Summer begins at 6:09pm.  In Middle Tennessee, the sun today rose at 5:30am, then sets at 8:07pm, giving us 14.6 hours of sunlight.  The longest day of the year.

I’ve always had a complicated relationship with the Summer Solstice.  Here in Tennessee I feel a little cheated, perhaps because of our latitude.  If I was in Seattle today I’d have a full 16 hours of daylight, being so much further north.  It is one of the glorious delights of the North, the drastic changes in the amount of light make you value the seasons.  It somehow gives you more visible seasonal drama beyond mere temperature changes and plants returning to life.  And yet, even in the Great North I always felt the Summer Solstice to be somewhat bittersweet.

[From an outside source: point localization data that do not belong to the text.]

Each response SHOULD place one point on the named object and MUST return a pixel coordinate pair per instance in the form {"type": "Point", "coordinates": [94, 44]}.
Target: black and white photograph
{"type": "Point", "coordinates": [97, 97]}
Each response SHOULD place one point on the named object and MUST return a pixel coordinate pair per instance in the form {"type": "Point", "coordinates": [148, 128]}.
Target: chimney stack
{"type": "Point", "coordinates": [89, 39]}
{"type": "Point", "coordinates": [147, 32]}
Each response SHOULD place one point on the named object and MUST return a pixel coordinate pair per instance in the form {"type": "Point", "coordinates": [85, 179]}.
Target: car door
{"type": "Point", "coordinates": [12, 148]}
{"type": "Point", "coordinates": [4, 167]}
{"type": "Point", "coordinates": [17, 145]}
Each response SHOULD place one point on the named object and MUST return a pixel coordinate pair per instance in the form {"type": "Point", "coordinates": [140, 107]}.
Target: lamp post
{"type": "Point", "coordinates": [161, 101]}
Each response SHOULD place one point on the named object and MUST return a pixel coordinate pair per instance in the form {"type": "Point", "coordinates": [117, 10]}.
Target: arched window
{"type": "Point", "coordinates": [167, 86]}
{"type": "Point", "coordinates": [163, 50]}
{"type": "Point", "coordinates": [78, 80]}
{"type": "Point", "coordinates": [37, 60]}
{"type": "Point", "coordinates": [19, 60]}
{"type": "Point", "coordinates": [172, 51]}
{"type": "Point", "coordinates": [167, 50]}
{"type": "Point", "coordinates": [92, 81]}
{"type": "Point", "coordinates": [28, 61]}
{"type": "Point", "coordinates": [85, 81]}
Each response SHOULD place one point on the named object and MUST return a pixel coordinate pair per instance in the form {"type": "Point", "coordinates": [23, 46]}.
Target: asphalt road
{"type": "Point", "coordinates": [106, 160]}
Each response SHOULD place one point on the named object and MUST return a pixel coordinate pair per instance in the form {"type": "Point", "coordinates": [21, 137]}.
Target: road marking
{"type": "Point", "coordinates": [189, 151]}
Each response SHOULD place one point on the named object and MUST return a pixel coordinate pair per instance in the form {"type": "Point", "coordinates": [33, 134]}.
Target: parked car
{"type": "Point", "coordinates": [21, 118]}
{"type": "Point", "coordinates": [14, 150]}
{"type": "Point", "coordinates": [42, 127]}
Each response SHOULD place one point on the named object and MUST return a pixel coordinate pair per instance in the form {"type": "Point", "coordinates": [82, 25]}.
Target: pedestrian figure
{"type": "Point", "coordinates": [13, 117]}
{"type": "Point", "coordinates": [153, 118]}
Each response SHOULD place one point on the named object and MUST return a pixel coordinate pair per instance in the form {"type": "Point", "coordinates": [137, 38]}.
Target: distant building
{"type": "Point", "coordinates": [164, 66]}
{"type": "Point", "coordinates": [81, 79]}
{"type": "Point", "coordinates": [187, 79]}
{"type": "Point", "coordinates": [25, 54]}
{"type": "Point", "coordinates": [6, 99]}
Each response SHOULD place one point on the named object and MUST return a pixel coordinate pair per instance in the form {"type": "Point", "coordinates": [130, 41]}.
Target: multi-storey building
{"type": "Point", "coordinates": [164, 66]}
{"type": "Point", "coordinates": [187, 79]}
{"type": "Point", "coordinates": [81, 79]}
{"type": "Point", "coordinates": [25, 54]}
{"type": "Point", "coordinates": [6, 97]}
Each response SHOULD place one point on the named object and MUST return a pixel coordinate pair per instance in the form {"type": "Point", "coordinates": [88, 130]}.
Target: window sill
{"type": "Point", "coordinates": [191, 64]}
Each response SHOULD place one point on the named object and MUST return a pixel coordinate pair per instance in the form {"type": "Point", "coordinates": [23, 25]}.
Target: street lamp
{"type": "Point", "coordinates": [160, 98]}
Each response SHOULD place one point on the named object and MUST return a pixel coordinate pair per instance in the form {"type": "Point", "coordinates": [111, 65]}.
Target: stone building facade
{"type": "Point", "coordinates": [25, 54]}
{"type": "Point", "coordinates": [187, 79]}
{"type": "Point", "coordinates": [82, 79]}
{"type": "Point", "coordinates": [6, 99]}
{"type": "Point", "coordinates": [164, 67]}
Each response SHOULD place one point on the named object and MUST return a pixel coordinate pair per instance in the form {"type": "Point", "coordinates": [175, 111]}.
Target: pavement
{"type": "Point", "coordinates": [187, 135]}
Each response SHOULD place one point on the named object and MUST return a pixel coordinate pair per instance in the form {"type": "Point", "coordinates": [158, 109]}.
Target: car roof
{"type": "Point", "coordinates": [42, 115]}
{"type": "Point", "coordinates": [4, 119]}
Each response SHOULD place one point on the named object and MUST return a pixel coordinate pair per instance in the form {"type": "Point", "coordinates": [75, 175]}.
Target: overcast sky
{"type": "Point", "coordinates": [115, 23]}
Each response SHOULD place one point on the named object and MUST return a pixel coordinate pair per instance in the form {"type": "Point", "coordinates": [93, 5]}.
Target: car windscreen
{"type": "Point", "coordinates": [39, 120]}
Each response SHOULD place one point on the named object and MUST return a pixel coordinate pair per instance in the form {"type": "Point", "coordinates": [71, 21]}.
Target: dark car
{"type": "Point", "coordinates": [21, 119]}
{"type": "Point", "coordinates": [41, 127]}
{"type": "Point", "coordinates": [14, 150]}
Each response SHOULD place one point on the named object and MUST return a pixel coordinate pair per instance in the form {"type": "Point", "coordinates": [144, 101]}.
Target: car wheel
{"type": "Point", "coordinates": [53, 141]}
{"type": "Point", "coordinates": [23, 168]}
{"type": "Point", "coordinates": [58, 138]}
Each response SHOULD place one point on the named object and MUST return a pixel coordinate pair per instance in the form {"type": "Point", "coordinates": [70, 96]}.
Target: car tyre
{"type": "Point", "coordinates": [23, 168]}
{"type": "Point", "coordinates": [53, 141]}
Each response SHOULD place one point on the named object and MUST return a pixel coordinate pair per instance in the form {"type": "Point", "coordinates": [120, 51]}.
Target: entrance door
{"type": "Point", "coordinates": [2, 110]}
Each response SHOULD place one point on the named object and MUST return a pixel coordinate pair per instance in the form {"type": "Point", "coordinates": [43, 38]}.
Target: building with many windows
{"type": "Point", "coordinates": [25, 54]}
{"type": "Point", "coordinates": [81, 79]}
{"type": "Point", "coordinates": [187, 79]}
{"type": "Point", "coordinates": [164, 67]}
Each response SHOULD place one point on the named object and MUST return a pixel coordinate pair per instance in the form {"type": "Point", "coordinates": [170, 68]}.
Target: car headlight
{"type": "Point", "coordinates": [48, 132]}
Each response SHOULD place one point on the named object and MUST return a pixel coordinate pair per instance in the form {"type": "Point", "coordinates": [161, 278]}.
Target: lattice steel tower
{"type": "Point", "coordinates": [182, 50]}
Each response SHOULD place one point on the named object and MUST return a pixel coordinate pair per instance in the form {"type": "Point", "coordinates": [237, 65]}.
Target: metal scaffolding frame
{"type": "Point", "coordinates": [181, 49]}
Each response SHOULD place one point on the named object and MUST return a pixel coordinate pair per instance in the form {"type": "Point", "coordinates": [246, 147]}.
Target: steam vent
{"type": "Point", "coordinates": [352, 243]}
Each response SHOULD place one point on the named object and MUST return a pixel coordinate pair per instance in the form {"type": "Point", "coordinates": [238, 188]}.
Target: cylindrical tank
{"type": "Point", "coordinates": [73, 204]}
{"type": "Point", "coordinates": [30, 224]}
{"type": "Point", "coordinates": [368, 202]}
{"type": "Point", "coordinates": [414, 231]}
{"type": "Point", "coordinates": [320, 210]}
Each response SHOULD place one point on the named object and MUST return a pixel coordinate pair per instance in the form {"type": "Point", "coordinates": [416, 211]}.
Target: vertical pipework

The light diminishes after flaring it’s brightest on this day.  In Tennessee it means less in than it does in the North, as it will never get as dark in winter, so there is less burden to bear on that end.  Indeed, the longest days of summer are still ahead of us, if we are measuring by heat, laziness and availability of good food cooked outside on a grill.  But the light passing has always felt like loss to me.  A downward journey that eventually ends in the darkness of winter.  The beauty of autumn is joy to behold.  As is the desolation of winter in it’s own way.  Still today feel like an ending, a turn we took, walking away from spring. Fortunately spring will return next year, no matter what we do, and on the Winter Solstice we can look longingly at the slow the return of the light,  knowing that spring must come on the heels of the sun’s return.

I don’t know the origins of my dark view of midsummer.  Perhaps growing up so far north, where the loss of the sun means so much darkness.  Perhaps it’s burned in genetic memory from my Scandinavian and Scottish ancestors.  It’s no mystery that the Scandinavian cultures, and for northern European ones, celebrate Midsummer as a massive festival.  Because indeed today feels massive, like the most there is, the best you can have, ALL the sunlight.  And yet it is only today, quickly fleeting, like everything in life.